What’s going on is this: Zygote computes the gradient of broadcasting using ForwardDiff, at least for GPU arrays (and with some exceptions for functions it knows). That means broadcasting things like Dual.(y) .<= 1:
julia> y .<= 1
3-element MtlVector{Bool, Metal.PrivateStorage}:
1
1
0
julia> using ForwardDiff: Dual
julia> println(Dual.(y, 1) .<= 1)
Bool[1, 0, 0]
(@v1.11) pkg> st ForwardDiff
Status `~/.julia/environments/v1.11/Project.toml`
[f6369f11] ForwardDiff v1.0.1
The middle 0 (false) is because Dual(1, 1) is regarded as a small perturbation 1.0 + ε, hence above 1. This behaviour is quite new, versions before ForwardDiff 1.0 behaved differently:
julia> println(Dual.(y, 1) .<= 1)
Bool[1, 1, 0]
(jl_c7B1O4) pkg> st ForwardDiff
Status `/private/var/folders/yq/4p2zwd614y59gszh7y9ypyhh0000gn/T/jl_c7B1O4/Project.toml`
⌃ [f6369f11] ForwardDiff v0.10.38
Whether your example is a bug I’m not sure.
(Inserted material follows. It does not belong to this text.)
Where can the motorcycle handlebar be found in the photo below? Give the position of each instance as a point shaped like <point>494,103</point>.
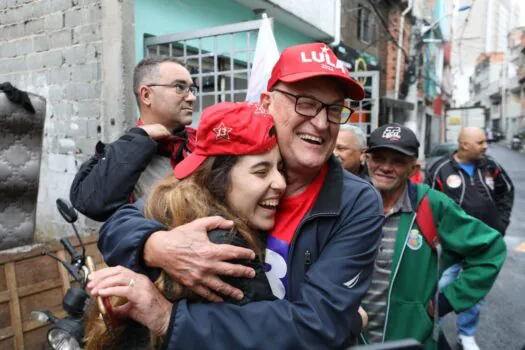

Zygote has no reason to be differentiating something within println, as this doesn’t contribute to the answer. In fact broadcasting .<= always produces an array of Bool, which isn’t differentiable, which is a second reason for Zygote not to be differentiating that. Nevertheless, Zygote tends to get its fingers into everything. You can tell it not to with @ignore:
julia> let
f = x -> begin
Zygote.@ignore println(x .== 1)
Zygote.@ignore println(x .<= 1)
return sum(x)
end
x = Float32[0,1,2] |> device
grad = Flux.gradient(f, x)
end;
Bool[0, 1, 0]
Bool[1, 1, 0]
But whether you should or not depends on what you are doing. If you are optimising some x, you are going to perturb it, and code which depends strongly on the difference between 0.99999994f0 and 1.0000001f0 is then usually a bad idea.